Prevención de la malaria
La malaria es completamente prevenible. Un paquete integrado de intervenciones de control de la malaria que se centra en soluciones relativamente simples pero probadas puede reducir en gran medida el sufrimiento. La mayor parte de los mosquitos portadores de la malaria pican de noche, por lo que las redes tratadas con insecticida (ITNs), adecuadamente utilizadas y mantenidas, ofrecen una barrera protectora barata, segura y eficaz, con el potencial de reducir la mortalidad infantil en un 20 por ciento. Una red tratada con insecticidas especiales ofrece aproximadamente el doble de protección que una red sin tratar, pudiendo proteger con su presencia a otras personas en la habitación, incluso estando fuera de la red, ya que el mosquito muere después de posarse en la red. Los avances en la tecnología de redes tratadas con insecticidas de larga duración (LLIN) implican que una red puede retener su capacidad protectora durante tres años sin un nuevo tratamiento.

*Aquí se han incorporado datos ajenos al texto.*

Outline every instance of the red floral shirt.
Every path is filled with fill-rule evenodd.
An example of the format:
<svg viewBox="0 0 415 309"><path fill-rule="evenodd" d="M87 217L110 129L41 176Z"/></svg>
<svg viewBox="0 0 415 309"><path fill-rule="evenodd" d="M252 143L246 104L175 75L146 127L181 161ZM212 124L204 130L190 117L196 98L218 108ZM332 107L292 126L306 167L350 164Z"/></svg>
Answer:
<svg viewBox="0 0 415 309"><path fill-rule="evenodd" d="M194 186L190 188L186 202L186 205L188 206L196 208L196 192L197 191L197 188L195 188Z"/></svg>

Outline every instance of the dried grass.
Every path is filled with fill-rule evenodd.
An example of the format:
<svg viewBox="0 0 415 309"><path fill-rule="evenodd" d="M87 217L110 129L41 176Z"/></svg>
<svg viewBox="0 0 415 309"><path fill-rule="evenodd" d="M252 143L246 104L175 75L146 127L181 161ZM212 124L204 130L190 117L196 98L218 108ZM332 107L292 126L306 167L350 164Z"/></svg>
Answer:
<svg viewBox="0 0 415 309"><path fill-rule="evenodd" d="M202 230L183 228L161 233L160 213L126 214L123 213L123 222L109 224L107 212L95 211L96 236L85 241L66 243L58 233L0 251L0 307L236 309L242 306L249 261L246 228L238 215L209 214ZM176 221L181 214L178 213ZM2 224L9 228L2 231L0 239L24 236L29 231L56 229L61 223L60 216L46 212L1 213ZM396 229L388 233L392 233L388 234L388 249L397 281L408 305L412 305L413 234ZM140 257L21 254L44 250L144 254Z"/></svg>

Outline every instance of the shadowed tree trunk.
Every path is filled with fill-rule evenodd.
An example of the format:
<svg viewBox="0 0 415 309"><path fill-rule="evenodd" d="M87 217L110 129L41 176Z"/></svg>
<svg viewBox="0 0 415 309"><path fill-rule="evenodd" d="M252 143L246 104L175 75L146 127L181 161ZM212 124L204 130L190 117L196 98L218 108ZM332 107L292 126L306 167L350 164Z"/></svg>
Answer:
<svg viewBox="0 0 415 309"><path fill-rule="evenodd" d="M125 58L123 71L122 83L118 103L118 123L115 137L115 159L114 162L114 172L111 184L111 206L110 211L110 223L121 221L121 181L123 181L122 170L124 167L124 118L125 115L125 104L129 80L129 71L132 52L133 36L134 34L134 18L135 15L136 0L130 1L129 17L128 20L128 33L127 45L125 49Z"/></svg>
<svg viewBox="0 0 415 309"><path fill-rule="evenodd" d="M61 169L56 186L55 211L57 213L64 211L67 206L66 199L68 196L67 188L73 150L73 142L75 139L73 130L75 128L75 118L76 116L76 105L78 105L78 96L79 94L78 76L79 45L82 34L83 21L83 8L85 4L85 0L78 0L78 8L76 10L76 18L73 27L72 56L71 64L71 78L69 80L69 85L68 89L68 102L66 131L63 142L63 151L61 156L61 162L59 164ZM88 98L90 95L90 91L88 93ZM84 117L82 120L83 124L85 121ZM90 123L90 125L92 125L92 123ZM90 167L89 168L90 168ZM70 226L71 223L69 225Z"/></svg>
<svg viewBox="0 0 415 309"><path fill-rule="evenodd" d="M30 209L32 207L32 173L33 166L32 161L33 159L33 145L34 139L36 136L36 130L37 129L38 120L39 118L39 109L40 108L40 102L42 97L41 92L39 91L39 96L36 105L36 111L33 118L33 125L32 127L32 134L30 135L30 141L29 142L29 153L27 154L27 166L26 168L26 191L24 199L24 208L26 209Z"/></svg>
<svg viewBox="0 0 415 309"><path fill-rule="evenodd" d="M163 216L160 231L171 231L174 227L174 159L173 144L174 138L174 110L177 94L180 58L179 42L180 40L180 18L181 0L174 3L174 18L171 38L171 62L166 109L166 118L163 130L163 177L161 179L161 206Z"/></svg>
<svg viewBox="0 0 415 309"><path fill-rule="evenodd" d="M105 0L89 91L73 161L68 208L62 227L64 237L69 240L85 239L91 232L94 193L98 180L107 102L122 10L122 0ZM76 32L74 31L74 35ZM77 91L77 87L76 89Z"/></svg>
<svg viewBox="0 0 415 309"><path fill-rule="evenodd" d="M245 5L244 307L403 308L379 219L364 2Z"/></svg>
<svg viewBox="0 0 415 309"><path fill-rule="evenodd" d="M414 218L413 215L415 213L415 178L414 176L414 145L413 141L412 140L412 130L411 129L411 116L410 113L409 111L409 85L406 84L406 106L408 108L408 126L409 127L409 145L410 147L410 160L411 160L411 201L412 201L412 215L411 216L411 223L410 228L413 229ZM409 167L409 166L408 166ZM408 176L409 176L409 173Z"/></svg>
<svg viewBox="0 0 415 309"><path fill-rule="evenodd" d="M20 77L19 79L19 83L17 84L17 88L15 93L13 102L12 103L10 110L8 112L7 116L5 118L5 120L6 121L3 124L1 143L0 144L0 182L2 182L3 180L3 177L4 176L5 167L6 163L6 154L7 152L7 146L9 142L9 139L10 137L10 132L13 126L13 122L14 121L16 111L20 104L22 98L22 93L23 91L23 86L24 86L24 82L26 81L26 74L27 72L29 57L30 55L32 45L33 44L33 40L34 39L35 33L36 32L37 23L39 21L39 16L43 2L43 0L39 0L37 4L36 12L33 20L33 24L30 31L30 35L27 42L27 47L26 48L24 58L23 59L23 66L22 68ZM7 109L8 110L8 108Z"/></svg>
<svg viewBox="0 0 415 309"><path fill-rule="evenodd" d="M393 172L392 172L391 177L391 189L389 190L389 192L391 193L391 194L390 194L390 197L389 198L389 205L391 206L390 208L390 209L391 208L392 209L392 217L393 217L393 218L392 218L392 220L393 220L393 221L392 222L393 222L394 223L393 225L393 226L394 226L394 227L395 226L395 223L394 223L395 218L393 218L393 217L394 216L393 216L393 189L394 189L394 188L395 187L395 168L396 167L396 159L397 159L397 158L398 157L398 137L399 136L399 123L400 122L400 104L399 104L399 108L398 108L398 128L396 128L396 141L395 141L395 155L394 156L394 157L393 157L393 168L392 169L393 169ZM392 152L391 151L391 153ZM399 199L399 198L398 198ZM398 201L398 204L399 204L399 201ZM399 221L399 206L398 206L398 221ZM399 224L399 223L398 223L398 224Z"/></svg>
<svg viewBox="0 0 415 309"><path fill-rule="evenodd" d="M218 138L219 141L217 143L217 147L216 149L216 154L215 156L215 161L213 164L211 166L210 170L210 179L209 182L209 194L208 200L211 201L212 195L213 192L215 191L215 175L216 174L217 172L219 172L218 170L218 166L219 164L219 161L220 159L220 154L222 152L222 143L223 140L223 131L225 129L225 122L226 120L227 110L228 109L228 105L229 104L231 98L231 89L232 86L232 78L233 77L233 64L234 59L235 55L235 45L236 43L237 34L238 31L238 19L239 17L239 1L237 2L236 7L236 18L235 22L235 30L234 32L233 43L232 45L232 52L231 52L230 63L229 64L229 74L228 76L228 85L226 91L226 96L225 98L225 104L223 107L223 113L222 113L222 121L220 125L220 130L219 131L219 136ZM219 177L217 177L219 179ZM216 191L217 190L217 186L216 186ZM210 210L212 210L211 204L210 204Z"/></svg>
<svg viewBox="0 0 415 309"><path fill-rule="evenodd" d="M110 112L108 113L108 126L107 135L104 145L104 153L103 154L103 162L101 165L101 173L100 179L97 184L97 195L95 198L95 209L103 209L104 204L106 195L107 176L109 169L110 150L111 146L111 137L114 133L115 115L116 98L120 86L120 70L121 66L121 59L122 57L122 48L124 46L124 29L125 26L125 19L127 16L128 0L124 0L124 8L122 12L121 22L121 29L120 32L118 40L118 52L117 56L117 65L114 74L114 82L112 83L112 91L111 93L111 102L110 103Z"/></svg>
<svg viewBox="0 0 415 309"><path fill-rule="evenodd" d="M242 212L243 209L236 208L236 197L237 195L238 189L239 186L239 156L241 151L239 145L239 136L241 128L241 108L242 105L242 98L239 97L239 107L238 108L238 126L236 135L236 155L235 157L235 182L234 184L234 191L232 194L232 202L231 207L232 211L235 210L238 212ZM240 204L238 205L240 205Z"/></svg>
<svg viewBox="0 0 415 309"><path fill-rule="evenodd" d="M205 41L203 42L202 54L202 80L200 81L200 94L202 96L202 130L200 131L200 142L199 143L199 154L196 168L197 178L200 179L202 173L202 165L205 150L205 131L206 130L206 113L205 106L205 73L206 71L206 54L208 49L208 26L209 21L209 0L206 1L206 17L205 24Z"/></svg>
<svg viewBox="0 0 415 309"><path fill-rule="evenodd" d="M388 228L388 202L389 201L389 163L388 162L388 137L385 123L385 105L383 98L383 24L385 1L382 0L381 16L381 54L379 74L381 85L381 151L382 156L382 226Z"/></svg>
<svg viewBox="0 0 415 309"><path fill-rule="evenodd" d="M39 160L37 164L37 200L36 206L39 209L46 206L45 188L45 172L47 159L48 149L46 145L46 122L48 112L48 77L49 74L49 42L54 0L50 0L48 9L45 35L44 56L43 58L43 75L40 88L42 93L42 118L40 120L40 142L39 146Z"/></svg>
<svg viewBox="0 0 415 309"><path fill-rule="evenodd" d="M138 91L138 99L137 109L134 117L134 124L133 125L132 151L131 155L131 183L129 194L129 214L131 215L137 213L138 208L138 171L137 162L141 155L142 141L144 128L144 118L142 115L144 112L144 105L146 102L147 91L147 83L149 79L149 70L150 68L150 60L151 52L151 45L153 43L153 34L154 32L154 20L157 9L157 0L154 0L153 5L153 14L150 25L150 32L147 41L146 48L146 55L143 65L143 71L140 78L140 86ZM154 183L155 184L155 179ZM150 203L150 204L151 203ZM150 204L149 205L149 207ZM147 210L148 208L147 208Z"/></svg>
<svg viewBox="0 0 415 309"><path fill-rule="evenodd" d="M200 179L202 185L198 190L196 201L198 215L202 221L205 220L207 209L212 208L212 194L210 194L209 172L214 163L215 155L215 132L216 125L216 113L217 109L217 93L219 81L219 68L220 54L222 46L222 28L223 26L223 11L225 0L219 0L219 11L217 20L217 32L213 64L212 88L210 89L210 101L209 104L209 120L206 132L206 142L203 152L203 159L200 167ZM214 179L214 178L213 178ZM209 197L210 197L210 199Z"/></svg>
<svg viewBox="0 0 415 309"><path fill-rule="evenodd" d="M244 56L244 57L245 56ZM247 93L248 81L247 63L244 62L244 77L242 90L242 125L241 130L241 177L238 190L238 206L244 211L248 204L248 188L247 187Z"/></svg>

Además de las ITN, a veces es adecuado utilizar equipos especializados para tratar un insecticida en el interior de las paredes de las casas (conocida como Rociado Interno Residual (IRS). Esto ayuda a eliminar a los mosquitos, reduciendo con ello la transmisión de la malaria a otras personas.
Los esfuerzos de prevención para mujeres embarazadas incluyen la administración al menos dos veces durante el de dosis únicas de antimaláricos durante las visitas clínicas antenatales rutinarias; esto se conoce como tratamiento preventivo intermitente (IPT). El IPT ayuda a proteger a las mujeres embarazadas de la posible muerte y anemia y también evita un bajo peso al nacer en los niños relacionado con la malaria, que causa unas 100.000 muertes de niños anualmente en África.
La información y la educación son fundamentales para los esfuerzos de prevención. Las campañas educativas son cruciales, que se centran en cómo utilizar de manera correcta y consistente las ITN, en cómo reconocer la enfermedad en un niño en las medidas a tomar, cómo proteger a las mujeres embarazadas y a los niños no nacidos, y la importancia del rociado interior residual donde se utiliza.